Friday, February 5, 2010

Been There, Done That

I read. A lot. There was a time I would hit the local Walden Books (remember life before Borders? No coffee, no sitting area, just books.... No? Then you must be under thirty!) Anyway, I'd peruse the book stores a few hours a month, leaving with stacks of books. Some where along the course of this story I call my life, new release hardcovers soared to $35.00 apiece (???!!!), and while I love you, Stephen King, even I cannot justify $35.00 for a 48 hour affair (especially since I'm curled up with an eight pound book at three in the morning; a very unforgiving lover should you have the misfortune to fall asleep on top of it). So, I gave up buying the latest Best Sellers so that I could buy groceries for my kids. (Okay, okay--so the mountain man technically does the food shopping. And the cooking. I am taking creative license here...I sacrificed my personal library collection so my kids could have Hot Pockets in the freezer- I am that kind of parent, yo.)
So, it comes to pass that I now visit my local library at least two or three times a month (hey, I'm willing to feed the little f*@kers pre processed microwaveable dinners, but that doesn't mean I have to actually spend time with them, does it?) - So, I have been known to get lost in the pages of said library for hours at a time. (Little known mysuestories fact: I would love to own a book store, and I'd make the mystery section unmarked and really hard to find. And if a customer asked, "Where's the mystery section?" I'd totally answer..."That is a great question. Happy hunting!")
Anyway, while I'd love to spend hours in the local library aimlessly wandering amongst the pages of trees long dead, in reality? Not so much fun. Most library trips are tucked in amongst other errands on any given day, so, many times I barge through the doors and scoop up books at random (think 60 second supermarket shopping spree where you rush through the aisles filling your cart with anything and everything, except with pages fluttering behind you instead of dented cans of Green Giant french style green beans).
This method is an effective time saver, and it does have its' perks. I often find myself enjoying something I might not have otherwise chosen. On the other hand, many times I have found myself five pages (okay, okay...maybe twenty pages....alright, some times fifty pages....but never more than a hundred pages) --a few pages into a book, when I realize that I have already read that particular book. Not a big deal. After all, I read. A lot, remember? Nothing wrong with forgetting the occasional book title. Or so I thought.
Last week, I was plowing through the five or six books I currently had on my library table. (Yes, I know, constant reader..I am a nerd..I do actually have a library table. With two piles of books on it. The Read and the To Be Read piles. Hey, don't judge, okay?) I read a book and then continue on to the next in the stack. And all is happy in mysuestories manor. Until last week.

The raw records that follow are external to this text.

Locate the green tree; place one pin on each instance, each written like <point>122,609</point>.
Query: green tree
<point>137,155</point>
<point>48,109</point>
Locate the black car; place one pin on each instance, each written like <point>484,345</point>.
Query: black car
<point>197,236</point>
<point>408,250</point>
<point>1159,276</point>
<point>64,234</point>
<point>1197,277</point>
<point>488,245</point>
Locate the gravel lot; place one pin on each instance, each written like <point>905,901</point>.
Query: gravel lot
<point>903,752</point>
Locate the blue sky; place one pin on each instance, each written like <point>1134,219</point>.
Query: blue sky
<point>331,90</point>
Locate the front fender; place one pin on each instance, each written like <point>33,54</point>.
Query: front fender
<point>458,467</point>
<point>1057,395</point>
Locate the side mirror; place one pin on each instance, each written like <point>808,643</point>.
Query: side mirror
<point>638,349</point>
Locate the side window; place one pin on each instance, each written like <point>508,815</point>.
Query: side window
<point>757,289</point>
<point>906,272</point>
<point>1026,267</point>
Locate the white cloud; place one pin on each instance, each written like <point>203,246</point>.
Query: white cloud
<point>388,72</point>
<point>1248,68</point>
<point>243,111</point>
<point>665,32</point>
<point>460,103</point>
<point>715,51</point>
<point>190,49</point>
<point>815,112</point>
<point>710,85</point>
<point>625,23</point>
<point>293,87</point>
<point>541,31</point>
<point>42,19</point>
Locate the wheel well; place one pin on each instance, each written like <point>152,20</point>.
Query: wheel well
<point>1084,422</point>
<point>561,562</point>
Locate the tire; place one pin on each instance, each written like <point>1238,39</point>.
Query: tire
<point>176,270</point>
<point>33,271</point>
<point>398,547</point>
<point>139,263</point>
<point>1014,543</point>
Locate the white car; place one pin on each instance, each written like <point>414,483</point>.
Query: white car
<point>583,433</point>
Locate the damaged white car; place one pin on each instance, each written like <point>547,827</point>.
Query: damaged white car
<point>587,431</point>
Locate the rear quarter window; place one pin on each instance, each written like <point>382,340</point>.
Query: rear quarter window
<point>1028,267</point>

Last week, I reached for the next book in my To Be Read pile. It had been third in my To Be Read pile, but I had already polished off the first two, which were now sitting in The Read pile, and so this book was now number one in the coveted To Be Read pile ( We can discuss my OCD tendencies at another time, okay?). I started to read this coveted spot book (Jodi Picoult's Change of Heart -if you must know!)....and I quickly realized (within thirty pages, okay?) that I had read this book before.....So, I took this recently coveted To Be Read book and placed it in The Read pile. And that's when I saw it....

From Double Day Books

I had read that very same book only one book ago!!!!!!!! Jodi Picoult's Change of Heart was , in fact, numbers one and three in that rotation!!!!! Worse? I had taken both books out with the same title, by the same author, on the same day!!!!! Hello? Have I completely lost my marbles? And what, for the love of Christ, was the fricking Librarian thinking when I checked out two books with the same author and title? Me, and my secondary personality (A la Sybil?) read at different speeds and don't share well with others?


In my defense? There were different book jackets on each book. And they were different colors.


From Double Day Books

Okay...That is weak. The mountain man? He was pleased with this latest evidential proof of my ultimate mental demise. He's decided that when the time comes that I can no longer get to the library of my own accord, that he will simply pick up a book lying nearby, walk out the back door and say "mysuestories? I am off to the library to procure a new book for you, because that is how much I adore your being". He will then walk around to the front door with that very same book and declare, "my love, I have returned with a new novel for you!"

B@stard!!!! I only hope I can remember to be pissed at him when he does do that. In the mean time? Bring me back a big fat Stephen King novel, sweetie....As long as I am destined to forget the present? May as well have that imaginary literary affair!!!!!!(Oh, Stephen, your books are sooooooo big........)

1 comment:

Christine said...

Wanna hear a funny? That is the ONLY Jodi Picoult book I've ever read. Doesn't your library have a website where you can reserve all the books you want and just run in and pick them up? I bet they do.